1.Las sustancias biocidas utilizadas en el tratamiento del agua del vaso, serán las incluidas como tipo de producto 2: Desinfectantes utilizados en los ámbitos de la vida privada y de la salud pública y otros biocidas, del Real Decreto 1054/2002, de 11 de octubre, por el que se regula el proceso de evaluación para el registro, autorización y comercialización de biocidas y por otra legislación o norma específica que le fuera de aplicación.

2.

El resto de sustancias químicas utilizadas en el tratamiento del agua de cada vaso, estarán afectadas por los requisitos contemplados en el Reglamento (CE) n.º 1907/2006 relativo al registro, evaluación, autorización y restricción de sustancias y preparados químicos (REACH) y por otra legislación o norma específica que le fuera de aplicación.

3.

En el caso de nuevas piscinas o de modificación constructiva del vaso, la dosificación de las mezclas o sustancias señalados en el apartado 1 y 2, se realizará con sistemas automáticos o semiautomáticos de tratamiento, sin perjuicio de lo dispuesto en el segundo párrafo del artículo 6.3.

Artículo 8. Personal.

El personal para la puesta a punto, el mantenimiento y la limpieza de los equipos e instalaciones de las piscinas deberá contar con la formación requerida y necesaria para la actividad que desempeña dentro del mismo, siempre y cuando sean actuaciones operativas y que pudieran incidir sobre la calidad del agua de la piscina.

Artículo 9. Laboratorios y métodos de análisis.

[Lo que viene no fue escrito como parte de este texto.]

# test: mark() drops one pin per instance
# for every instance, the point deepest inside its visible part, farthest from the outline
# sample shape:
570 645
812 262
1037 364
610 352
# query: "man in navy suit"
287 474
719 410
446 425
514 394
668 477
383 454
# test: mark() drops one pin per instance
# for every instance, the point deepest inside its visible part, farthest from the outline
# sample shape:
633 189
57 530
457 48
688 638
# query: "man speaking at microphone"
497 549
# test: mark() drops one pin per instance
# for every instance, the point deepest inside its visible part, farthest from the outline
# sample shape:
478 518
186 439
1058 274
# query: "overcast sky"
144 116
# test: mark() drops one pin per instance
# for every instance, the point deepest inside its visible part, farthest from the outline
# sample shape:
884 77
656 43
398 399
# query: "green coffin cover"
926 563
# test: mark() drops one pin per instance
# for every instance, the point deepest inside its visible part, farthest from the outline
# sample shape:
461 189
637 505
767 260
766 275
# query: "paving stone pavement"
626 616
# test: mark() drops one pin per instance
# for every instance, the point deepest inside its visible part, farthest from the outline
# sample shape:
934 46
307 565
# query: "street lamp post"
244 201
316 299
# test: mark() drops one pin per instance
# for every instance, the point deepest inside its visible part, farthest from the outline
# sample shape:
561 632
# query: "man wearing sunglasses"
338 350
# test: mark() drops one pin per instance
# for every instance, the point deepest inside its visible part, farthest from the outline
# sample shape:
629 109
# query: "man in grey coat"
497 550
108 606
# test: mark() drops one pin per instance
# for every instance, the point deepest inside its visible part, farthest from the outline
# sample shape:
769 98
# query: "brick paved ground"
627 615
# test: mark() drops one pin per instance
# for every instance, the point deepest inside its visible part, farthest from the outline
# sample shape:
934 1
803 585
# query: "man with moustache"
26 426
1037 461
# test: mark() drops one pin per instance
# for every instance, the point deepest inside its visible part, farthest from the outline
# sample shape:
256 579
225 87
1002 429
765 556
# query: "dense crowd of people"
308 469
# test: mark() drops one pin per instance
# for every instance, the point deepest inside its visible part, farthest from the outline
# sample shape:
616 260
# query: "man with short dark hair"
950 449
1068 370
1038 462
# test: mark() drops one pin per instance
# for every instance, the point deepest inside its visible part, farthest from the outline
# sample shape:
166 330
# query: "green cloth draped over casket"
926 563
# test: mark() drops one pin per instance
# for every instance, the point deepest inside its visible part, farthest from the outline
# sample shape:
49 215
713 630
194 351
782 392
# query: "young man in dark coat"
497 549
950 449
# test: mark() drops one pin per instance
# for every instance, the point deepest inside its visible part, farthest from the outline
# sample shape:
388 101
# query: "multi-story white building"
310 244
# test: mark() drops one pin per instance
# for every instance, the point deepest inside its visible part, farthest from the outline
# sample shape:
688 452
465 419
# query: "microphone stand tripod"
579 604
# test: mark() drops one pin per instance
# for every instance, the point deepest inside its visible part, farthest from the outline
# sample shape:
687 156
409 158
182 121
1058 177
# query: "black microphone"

1.Los laboratorios donde se analicen las muestras de agua de piscina deberán tener implantado un sistema de garantía de calidad.

2.

Los laboratorios donde se realicen las determinaciones analíticas en muestras de agua de piscina, y no tengan los métodos de análisis acreditados por la norma UNE EN ISO/IEC 17025, deberán tener al menos los procedimientos validados de cada método de análisis utilizado, para la cuantificación de cada uno de los parámetros en el intervalo de trabajo adecuado para comprobar el cumplimiento de los valores paramétricos del anexo I, con determinación de su incertidumbre y límites de detección y cuantificación.

3.

Los kits usados en los controles del agua de la piscina, deberán cumplir con la norma UNE-ISO 17381 «Calidad del agua. Selección y aplicación de métodos que utilizan kits de ensayo listos para usar en el análisis del agua» u otra norma o estándar análoga que garantice un nivel de protección de la salud, al menos, equivalente.

4.

El titular de la piscina deberá disponer de los procedimientos escritos de los métodos de análisis in situ utilizados para la cuantificación de los parámetros y los límites de detección o de cuantificación.

Artículo 10. Criterios de calidad del agua y aire.

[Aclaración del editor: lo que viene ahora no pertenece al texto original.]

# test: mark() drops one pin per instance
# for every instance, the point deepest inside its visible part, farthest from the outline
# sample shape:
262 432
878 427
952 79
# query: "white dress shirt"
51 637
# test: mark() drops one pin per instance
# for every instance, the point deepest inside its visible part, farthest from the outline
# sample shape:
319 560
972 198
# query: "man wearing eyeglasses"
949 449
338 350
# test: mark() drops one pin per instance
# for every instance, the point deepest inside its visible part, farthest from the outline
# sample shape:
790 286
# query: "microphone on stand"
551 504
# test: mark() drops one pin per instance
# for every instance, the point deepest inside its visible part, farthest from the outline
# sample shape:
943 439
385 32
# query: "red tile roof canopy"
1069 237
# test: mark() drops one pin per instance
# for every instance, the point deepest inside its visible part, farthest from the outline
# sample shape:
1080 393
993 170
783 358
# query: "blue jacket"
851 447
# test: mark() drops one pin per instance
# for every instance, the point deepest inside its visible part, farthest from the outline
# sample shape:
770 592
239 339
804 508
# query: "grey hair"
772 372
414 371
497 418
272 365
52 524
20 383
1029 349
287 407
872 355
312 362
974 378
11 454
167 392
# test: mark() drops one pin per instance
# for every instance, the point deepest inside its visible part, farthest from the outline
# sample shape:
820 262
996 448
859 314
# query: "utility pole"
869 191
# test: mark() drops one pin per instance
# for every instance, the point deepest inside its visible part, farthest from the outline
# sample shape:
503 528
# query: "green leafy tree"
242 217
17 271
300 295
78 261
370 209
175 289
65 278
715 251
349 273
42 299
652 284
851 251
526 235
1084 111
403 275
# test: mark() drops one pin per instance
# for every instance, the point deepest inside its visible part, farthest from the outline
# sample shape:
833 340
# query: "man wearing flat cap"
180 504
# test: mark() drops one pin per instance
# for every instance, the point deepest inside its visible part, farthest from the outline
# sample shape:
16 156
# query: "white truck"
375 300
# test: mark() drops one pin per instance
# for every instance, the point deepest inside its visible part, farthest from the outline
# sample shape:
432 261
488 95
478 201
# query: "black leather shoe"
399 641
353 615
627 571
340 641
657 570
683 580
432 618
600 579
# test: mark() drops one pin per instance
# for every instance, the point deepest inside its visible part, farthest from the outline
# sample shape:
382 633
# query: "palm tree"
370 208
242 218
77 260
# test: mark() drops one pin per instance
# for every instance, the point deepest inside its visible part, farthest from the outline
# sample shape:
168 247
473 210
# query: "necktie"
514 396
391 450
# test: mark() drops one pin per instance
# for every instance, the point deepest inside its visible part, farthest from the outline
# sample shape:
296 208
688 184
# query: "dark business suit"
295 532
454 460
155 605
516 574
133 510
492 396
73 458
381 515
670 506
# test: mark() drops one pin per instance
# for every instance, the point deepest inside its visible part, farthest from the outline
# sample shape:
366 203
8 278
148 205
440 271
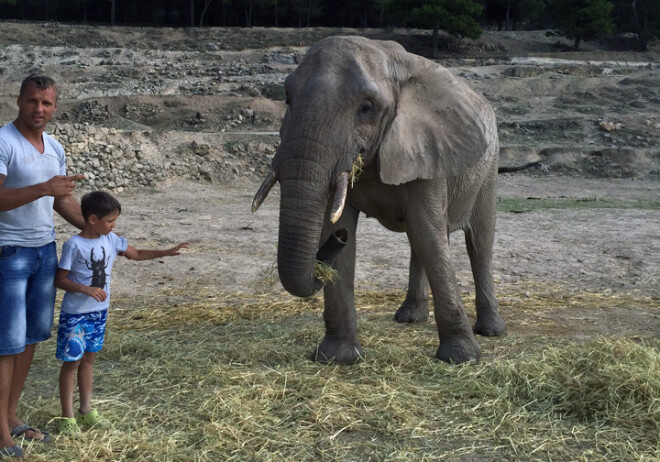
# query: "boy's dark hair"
99 203
42 82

1.El agua del vaso deberá estar libre de organismos patógenos y de sustancias en una cantidad o concentración que pueda suponer un riesgo para la salud humana, y deberá cumplir con los requisitos que se especifican en el anexo I. El agua del vaso deberá contener desinfectante residual y tener poder desinfectante.

2.

El aire del recinto de los vasos cubiertos o mixtos y en las salas técnicas, no deberá entrañar un riesgo para la salud de los usuarios y no deberá ser irritante para los ojos, piel o mucosas y deberá cumplir con los requisitos que se especifican en el anexo II.